An embarrassing (but true) story about a Milkweed


In anticipation of an autumn retreat I was part of a few years ago, we were each instructed to bring some kind of seed that symbolized an important aspect of our life-story, with which to introduce ourselves into the opening circle. That morning, as I was in a frantic scramble to get the kids off to school, attend to the perpetual crush of loose ends at work, and get myself showered and packed and to the airport, I suddenly remembered this assignment. Casting about in desperation, my eyes landed on the milkweeds that grow at the far edge of the back yard. Perfect! – I’ve always loved how, deep in autumn, the milkweeds’ seed pods dry into a mature openness that allows the winged, gossamer seeds inside to be carried aloft by the breeze. There’s a usable metaphor in there somewhere, I figured….

Still in my pajamas and hollering to the kids to brush their teeth and get ready (“We’re late!”), I ran out into the cold October morning to grab a seed pod…only to find that they were just barely beginning to crack open, still mostly green, the seeds still tightly packed inside. In my rush and mild panic, I quickly thought: “OK, I can speed Nature up a bit – I’ll just stick this sucker in the oven and bake it into maturity while I’m getting ready. Then it’ll be good to go.”

Well, by the time I showered, dressed, and tore back downstairs, the kitchen was hazy with smoke: instead of helping the pod to ease itself open and the seeds inside to loosen into that marvelous, lofty goose down I was hoping for, the oven’s heat had simply charred and petrified it exactly as it was when I thrust it in there. Now here it was, this cramped, brittle, smoking thing. Pathetic.

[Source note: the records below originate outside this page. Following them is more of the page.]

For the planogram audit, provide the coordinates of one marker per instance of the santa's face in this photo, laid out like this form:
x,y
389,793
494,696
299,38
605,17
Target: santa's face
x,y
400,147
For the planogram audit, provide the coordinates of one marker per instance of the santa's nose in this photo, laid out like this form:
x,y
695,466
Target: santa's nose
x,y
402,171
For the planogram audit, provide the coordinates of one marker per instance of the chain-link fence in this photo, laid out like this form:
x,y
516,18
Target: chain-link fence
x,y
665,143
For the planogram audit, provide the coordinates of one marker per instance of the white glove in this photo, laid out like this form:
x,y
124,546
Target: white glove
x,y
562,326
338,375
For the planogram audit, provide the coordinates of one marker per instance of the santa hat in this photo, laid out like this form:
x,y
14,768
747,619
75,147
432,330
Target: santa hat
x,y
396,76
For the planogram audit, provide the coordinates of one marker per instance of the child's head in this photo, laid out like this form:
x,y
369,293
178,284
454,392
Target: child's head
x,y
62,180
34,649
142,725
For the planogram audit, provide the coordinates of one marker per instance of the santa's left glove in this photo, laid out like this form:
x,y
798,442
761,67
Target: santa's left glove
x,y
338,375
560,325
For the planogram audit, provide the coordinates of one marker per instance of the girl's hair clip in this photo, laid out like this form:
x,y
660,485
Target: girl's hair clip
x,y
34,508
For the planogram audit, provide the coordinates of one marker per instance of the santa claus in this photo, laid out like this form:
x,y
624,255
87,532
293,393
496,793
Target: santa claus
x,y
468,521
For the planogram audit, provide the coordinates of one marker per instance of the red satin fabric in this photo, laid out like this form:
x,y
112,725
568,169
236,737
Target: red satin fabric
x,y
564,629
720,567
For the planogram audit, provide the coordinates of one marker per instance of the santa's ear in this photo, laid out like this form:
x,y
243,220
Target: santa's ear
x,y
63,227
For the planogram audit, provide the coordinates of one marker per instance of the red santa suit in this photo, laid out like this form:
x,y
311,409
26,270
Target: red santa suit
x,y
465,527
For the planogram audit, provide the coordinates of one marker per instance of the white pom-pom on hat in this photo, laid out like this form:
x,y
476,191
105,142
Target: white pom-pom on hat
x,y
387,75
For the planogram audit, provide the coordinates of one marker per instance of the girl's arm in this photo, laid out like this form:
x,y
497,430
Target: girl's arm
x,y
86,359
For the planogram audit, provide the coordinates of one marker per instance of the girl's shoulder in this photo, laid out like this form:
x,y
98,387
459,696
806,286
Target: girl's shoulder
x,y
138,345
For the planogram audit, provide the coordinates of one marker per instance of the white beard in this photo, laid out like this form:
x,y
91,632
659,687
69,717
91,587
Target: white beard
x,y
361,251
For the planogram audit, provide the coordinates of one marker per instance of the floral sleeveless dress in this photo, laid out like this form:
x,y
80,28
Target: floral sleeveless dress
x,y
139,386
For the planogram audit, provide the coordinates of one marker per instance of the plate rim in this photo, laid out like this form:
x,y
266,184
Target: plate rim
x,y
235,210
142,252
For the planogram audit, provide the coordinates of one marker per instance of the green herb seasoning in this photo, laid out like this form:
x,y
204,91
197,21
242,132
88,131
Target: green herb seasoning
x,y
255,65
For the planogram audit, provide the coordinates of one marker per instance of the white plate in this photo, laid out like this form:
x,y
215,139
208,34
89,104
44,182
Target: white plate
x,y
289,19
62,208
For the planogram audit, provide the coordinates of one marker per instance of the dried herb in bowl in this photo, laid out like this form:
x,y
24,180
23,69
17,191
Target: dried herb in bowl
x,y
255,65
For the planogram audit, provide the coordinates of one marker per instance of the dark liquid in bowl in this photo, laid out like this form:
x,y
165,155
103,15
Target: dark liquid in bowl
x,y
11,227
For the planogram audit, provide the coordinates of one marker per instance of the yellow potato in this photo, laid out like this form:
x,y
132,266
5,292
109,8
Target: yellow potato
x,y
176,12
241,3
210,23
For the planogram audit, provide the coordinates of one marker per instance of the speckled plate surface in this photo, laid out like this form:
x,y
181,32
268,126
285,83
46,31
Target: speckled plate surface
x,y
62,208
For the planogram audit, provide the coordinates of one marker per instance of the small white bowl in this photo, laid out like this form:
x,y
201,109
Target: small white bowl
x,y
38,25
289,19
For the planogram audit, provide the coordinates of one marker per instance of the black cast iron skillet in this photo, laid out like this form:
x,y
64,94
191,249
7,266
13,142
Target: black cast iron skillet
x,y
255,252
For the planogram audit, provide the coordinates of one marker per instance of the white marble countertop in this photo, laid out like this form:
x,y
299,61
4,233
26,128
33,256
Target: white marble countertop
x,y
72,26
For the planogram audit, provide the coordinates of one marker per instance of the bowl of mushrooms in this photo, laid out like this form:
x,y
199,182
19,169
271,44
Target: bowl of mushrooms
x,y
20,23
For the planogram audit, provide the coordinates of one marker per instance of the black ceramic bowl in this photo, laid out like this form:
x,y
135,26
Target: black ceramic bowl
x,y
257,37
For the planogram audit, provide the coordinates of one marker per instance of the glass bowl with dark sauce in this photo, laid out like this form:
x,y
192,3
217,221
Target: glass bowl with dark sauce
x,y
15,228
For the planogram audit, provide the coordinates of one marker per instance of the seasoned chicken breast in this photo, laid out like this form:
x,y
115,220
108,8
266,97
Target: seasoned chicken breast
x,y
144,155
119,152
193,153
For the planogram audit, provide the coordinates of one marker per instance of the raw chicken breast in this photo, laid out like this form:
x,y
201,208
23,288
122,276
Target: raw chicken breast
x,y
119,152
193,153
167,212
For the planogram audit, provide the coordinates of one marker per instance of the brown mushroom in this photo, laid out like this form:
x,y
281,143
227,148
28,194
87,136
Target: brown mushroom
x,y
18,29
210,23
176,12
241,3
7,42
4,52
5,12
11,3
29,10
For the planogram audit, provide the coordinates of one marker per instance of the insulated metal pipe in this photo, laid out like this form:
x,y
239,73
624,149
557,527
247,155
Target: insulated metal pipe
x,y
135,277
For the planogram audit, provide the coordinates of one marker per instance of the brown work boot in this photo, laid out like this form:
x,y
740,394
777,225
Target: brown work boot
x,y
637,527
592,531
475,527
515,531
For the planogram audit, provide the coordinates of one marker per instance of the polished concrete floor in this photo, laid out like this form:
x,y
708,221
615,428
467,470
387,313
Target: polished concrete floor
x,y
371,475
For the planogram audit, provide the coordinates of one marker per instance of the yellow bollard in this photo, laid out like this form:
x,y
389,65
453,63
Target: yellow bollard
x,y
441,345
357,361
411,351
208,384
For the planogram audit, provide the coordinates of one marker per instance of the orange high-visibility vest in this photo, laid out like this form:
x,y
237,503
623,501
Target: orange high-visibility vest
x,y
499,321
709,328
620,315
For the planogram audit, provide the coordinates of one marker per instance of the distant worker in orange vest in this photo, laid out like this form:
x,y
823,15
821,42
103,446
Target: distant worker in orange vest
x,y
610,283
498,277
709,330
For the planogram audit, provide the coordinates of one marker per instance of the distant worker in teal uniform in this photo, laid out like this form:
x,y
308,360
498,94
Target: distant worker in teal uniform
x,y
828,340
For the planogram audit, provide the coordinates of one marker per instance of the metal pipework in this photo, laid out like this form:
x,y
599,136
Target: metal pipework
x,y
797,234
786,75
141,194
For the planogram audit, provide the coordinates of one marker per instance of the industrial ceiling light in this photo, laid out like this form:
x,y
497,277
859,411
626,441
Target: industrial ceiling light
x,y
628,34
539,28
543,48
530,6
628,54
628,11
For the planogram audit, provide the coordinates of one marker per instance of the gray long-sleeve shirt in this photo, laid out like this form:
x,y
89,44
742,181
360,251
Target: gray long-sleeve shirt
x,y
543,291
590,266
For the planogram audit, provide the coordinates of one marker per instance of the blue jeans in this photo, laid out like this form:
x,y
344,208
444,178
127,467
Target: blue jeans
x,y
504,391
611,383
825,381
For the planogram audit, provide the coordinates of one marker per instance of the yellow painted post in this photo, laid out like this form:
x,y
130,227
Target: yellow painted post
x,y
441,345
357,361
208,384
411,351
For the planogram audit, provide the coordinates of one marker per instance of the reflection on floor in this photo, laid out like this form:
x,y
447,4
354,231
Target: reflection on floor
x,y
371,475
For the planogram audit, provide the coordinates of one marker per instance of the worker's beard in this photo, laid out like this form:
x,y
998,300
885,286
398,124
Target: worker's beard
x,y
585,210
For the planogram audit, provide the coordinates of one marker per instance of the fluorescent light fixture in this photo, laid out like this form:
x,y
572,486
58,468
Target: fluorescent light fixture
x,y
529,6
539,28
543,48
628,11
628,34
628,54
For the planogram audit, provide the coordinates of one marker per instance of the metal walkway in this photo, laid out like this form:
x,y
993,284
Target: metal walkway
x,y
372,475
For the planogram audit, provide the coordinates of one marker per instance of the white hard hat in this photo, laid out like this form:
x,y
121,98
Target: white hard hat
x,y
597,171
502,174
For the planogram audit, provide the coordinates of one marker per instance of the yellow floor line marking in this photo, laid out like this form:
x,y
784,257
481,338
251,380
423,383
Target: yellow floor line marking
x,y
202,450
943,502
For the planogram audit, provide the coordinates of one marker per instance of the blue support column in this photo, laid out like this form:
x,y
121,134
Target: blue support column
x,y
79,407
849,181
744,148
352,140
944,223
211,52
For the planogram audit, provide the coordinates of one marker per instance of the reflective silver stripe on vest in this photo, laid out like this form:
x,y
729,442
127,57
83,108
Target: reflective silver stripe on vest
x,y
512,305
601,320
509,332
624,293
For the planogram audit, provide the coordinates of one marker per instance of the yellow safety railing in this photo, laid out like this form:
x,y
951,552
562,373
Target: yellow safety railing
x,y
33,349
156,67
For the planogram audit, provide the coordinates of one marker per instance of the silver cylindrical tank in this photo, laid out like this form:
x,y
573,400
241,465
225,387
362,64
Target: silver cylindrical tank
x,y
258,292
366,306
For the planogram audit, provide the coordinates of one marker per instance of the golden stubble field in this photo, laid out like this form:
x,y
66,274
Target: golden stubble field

I had hoped to wax poetic that night about my life being like the lighter-than-air seeds of a mature milkweed ready to be wafted by Spirit’s breath to wherever in the hungry world my gifts might Take Root and Do Good. But that was not the story I could tell. Instead, I passed around my blackened, sorry, oven-roasted milkweed pod – and talked about stress, anxiety, overwork, exhaustion, burnout…and about trying to force myself to be “ready” to be someone I wasn’t yet ready to be, trying to make myself go faster and more frenetically than Spirit knew to be right.

Ultimately, it wasn’t the story I’d hoped to share, but it turned out to be a more authentic portrayal of the shape of my life at the time – I was burned out, charred to a crisp. And it has continued to provide instructive lenses for understanding an all-too-common way of living in these times.

Now, I’m guessing that I’m not alone in this; many of us could tell similar stories about the pressures of time, trying to make ourselves into something we’re not, and so on. But I also suspect there’s an invitation here for each of us to ask what kind of story we want to live by – and about how we align the stories of our own lives with some kind of larger Story of the way things are and ought to be. This is the kind of question that is especially salient in the young adult years and that, of course, remains pressing and powerful across the lifespan. A core question we’re invited to ask ourselves is: On behalf of what kind of Story – toward what vision of the world – do we want to live? And what is the Story that shapes, guides, orients, and sustains our work, our leadership, our daily lives?

What does the “Milkweed” mean to you? What does it evoke?